Additional arguments passed to other methods.

tol

Numeric tolerance for assessing rank or nonestimability. For determining rank, singular values less than tol times the largest singular value are regarded as zero. For determining estimability with a nonzero \(x\), \(\beta'x\) is assessed by whether or not \(||N'x||^2 < \tau ||x'x||^2\), where \(N\) and \(\tau\) denote nbasis and tol, respectively.

rank

Optional integer value. If not NULL, it is used in place of tol to decide the rank of the model matrix

pivot

Optional integer vector of length equal to the number of columns in the model matrix. If non-NULL, it is assumed that this specifies the order of columns in x relative to the order of predictors in the model matrix, and the returned non-estimable basis is permuted accordingly.

nbasis

Matrix whose columns span the null space of the model matrix. Such a matrix is returned by nonest.basis.

Value

When \(X\) is not full-rank, the methods for nonest.basis return a basis for the null space of \(X\). The number of rows is equal to the number of regression coefficients (including any NAs); and the number of columns is equal to the rank deficiency of the model matrix. The columns are orthonormal. If the model is full-rank, then nonest.basis returns all.estble. The matrix method uses \(X\) itself, the qr method uses the \(QR\) decomposition of \(X\), and the lm method recovers the required information from the object.

The function is.estble returns a logical value (or vector, if x is a matrix) that is TRUE if the function is estimable and FALSE if not.

Details

Consider a linear model \(y = X\beta + E\). If \(X\) is not of full rank, it is not possible to estimate \(\beta\) uniquely. However, \(X\beta\) is uniquely estimable, and so is \(a'X\beta\) for any conformable vector \(a\). Since \(a'X\) comprises a linear combination of the rows of \(X\), it follows that we can estimate any linear function where the coefficients lie in the row space of \(X\). Equivalently, we can check to ensure that the coefficients are orthogonal to the null space of \(X\).

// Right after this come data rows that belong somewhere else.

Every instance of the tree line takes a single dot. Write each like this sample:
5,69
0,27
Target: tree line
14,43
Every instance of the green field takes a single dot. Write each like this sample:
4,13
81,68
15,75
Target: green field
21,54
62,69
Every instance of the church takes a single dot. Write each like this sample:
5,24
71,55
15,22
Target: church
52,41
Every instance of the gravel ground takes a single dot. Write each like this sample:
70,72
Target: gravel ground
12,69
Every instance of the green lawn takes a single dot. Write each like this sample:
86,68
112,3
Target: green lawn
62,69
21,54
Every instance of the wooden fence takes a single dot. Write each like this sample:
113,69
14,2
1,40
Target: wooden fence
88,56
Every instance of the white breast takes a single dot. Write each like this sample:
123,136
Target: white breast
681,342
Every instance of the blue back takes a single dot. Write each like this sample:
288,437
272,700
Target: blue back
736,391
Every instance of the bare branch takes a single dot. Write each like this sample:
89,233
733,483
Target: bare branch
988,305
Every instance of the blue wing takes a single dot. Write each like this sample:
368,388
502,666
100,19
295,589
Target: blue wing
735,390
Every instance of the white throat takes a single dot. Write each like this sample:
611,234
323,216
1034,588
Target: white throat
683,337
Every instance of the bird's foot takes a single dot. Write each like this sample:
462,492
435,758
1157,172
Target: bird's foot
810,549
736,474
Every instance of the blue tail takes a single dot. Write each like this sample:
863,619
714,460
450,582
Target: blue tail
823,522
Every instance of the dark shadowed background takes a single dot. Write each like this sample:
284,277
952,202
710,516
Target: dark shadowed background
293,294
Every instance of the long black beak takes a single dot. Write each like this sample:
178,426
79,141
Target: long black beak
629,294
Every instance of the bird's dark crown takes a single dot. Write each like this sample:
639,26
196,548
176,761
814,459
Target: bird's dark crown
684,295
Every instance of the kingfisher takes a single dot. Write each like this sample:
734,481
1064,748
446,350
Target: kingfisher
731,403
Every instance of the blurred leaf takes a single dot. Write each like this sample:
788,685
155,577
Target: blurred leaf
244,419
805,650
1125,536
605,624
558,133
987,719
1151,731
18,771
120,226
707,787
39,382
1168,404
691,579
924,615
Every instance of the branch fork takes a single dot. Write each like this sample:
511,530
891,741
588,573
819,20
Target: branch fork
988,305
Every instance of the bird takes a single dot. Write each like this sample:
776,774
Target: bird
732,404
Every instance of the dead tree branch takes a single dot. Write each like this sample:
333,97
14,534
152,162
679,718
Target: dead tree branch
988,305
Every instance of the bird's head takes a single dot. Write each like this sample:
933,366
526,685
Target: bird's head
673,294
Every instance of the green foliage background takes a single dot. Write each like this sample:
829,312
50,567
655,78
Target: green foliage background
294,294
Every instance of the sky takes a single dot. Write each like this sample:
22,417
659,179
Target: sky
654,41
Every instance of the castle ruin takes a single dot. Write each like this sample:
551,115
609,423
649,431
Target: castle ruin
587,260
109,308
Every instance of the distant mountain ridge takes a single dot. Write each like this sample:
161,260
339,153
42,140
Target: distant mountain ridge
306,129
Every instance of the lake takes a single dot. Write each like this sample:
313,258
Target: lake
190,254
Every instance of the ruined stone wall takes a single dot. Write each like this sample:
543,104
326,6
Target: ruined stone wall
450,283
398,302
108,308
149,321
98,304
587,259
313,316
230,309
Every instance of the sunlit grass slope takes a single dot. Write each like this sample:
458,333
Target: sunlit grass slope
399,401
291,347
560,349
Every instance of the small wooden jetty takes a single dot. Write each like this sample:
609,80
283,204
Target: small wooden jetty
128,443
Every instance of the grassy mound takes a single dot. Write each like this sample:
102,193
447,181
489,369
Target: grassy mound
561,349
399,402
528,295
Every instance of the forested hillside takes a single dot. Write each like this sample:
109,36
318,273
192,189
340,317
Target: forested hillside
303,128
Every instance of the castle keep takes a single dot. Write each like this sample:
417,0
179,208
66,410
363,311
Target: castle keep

The nonest.basis method for class 'svd' is not really functional as a method because there is no "svd" class (at least in R <= 4.2.0). But the function nonest.basis.svd is exported and may be called directly; it works with results of svd or La.svd. We require x$v to be the complete matrix of right singular values; but we do not need x$u at all.

The default method does serve as an svd method, in that it only works if x has the required elements of an SVD result, in which case it passes it to nonest.basis.svd.

The matrix method runs nonest.basis.svd(svd(x, nu = 0)). The lm method runs the qr method on x$qr.

The function legacy.nonest.basis is the original default method in early versions of the estimability package. It may be called with x being either a matrix or a qr object, and after obtaining the R matrix, it uses an additional QR decomposition of t(R) to obtain the needed basis. (The current nonest.basis method for qr objects is instead based on the singular-value decomposition of R, and requires much simpler code.)

The constant all.estble is simply a 1 x 1 matrix of NA. This specifies a trivial non-estimability basis, and using it as nbasis will cause everything to test as estimable.

Use with Cholesky decompositions

If the chol function is called with pivot = TRUE, the returned matrix is suitable to provide to the matrix method of nonest.basis, and the returned basis is correctly pivoted without specifying pivot explicitly.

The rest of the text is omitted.